For the next four months, entries show the guru maintains that the old man's rotting body is alive-as evidence to the contrary mounts. When assistants notice "three white insects" near the patient's nostrils on July 27, he identifies these bugs as "ascetic tics" that swarm around holy men on the shore of India's Ganges River. "When people die," he adds, "the insects they attract are yellow." On Sept. 23 the guru examines his patient, then reasons: "His hair does not come off, even if you pull. When people die, the hair drops off in three days." On Oct. 9 he asks: "Did you check his pulse?" "Yes," replies a follower, "but today we can't find it." To which the guru retorts: "It is something an amateur cannot recognize." The book's grisliest pages appear in volumes 2 and 4, where color photographs taken on Oct. 7 show close-ups of the body. Volume 5 ends on Oct. 28, two weeks before the police raid on the hotel room. The final sentence, an observation of a cult volunteer, exclaims: "Wow! Shinichi is smiling."
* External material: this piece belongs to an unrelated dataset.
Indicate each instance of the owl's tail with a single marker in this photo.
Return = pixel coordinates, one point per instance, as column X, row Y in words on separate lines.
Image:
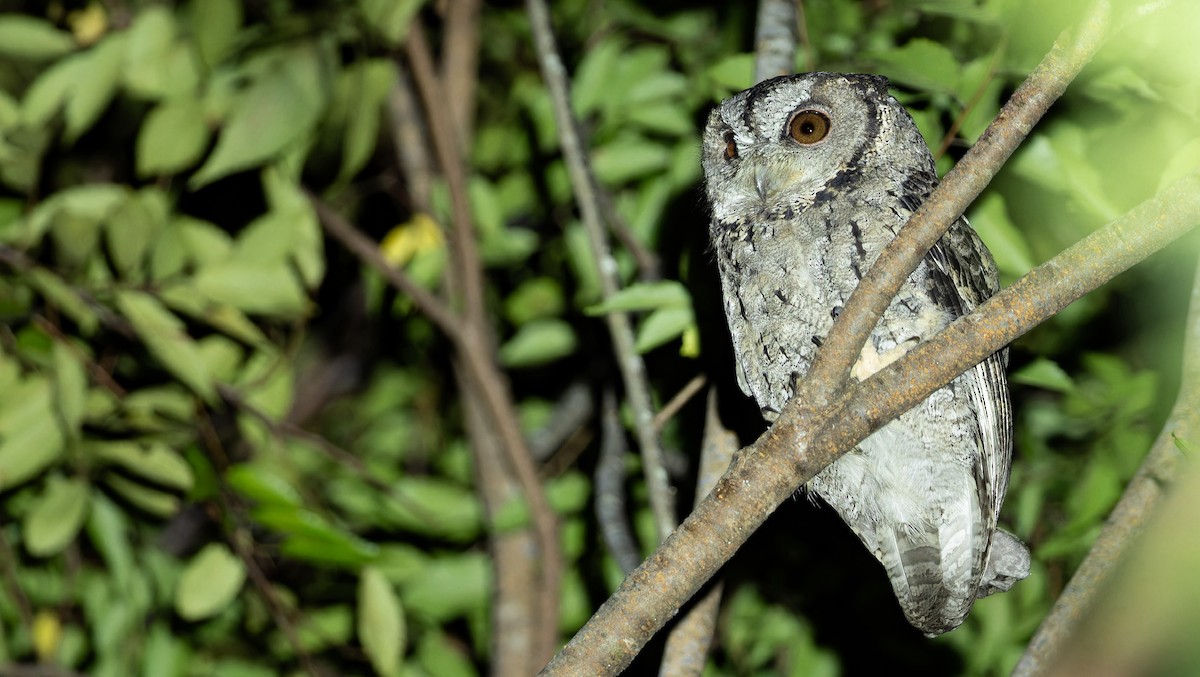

A concluding volume, which the group says is due out soon, will explain the cult's version of events through the autopsy. Police aren't waiting around. Investigators say they are rapidly amassing evidence against the Life Space guru and his followers. In Kobayashi's case, possible charges range from "abandonment of a corpse," a relatively minor offense, to "abandonment resulting in death," or even murder, according to Japanese legal experts. Last week's raids also turned up nine children between the ages of 9 and 17 who, authorities say, were living unsupervised in Life Space apartments. The children have been put in temporary custody at a child-welfare center. "We are not sure if we should call this maltreatment or neglect or abuse," says a center official.
Takahashi remains in a beachfront hotel suite near Tokyo, but Life Space is already losing in the courts. Last month an elderly couple on Hokkaido, Japan's northernmost island, successfully petitioned for custody of their 6-year-old granddaughter, a girl who had been left by her parents, both Life Space members, to live largely unsupervised with other "cult kids." "The girl was living in a hotel room with other children," says Shinya Uchida, a lawyer for the grandparents. "They were given a thousand yen [$10] a day to get their own food." The grandparents located the girl after she phoned them. Sadly, the elder Kobayashi was too frail to sound a similar alarm before he became his own cult's most gruesome experiment.